Cy-OMe can accurately assess fluctuations in NO levels and show high signal fidelity in the diseased intestine region, which has prospects in the non-invasive diagnosis of intestinal inflammation in vivo. At the same time, it is expected to serve as a potential diagnose platform for investigating the physiological processes underlying NO-related inflammatory diseases and promoting understanding of the pathological functions of NO across diverse inflammatory diseases.
炎症性肠病(IBD)是一种常见的炎症性疾病,线粒体中诱导型一氧化氮合酶(iNOS)产生的生物催化物一氧化氮(NO)的异常表达与 IBD 的发生和发展直接相关。可激活的荧光探针为 IBD 的早期诊断提供了有前景的工具,然而,这些探针在体内的生物分布不足和有限的靶向特性严重阻碍了 IBD 的准确诊断和对原位炎症水平的实时评估。因此,有必要设计一种针对 NO 的高效荧光探针来克服生物分布不足,实现 IBD 的准确诊断和原位评估。
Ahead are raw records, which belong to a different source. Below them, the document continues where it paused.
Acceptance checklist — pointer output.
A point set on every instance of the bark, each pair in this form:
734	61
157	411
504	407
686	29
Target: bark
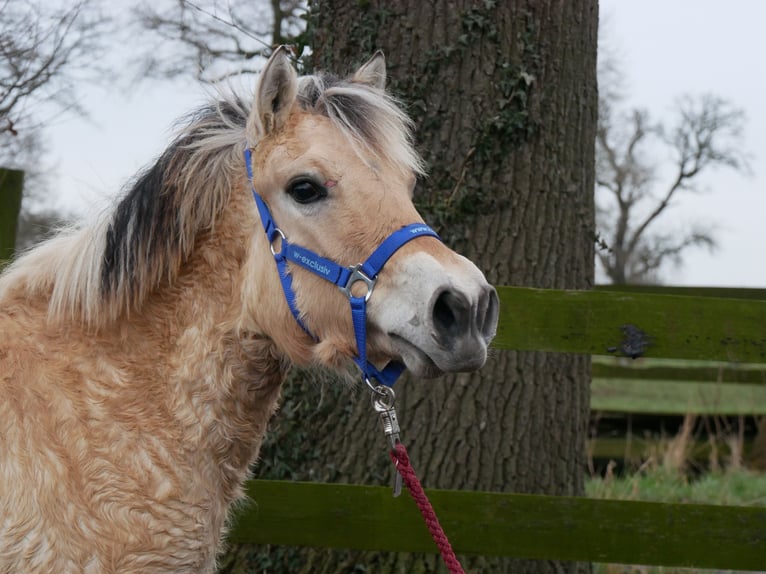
504	96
我们设计了一种高效的线粒体靶向“开启”近红外荧光探针 Cy-OMe,它具有出色的靶向特性和成像能力。其响应机制是探针 Cy-OMe 快速经历 N-亚硝化反应,当暴露于 NO 时会导致“开启”近红外荧光信号。Cy-OMe 具有大的斯托克斯位移,在体外对 NO 含量的检测具有高灵敏度和特异性。此外,该探针不仅能够高效靶向线粒体,还能够精确评估各种细胞类型中内源性 NO 浓度的波动。重要的是,由于大的斯托克斯位移和优异的线粒体靶向能力,Cy-OMe 能够特异性地评估脂多糖(LPS)刺激的 IBD 小鼠模型中原位 NO 动态波动,并且 Cy-OMe 实现了对肠道炎症疾病的高对比度成像和精确诊断。
Cy-OMe 可以准确评估 NO 水平的波动,并在患病肠道区域显示出高信号保真度,这有望实现体内肠道炎症的非侵入性诊断。同时,它有望成为研究与 NO 相关的炎症性疾病的生理过程和促进对不同炎症性疾病中 NO 的病理功能的理解的潜在诊断平台。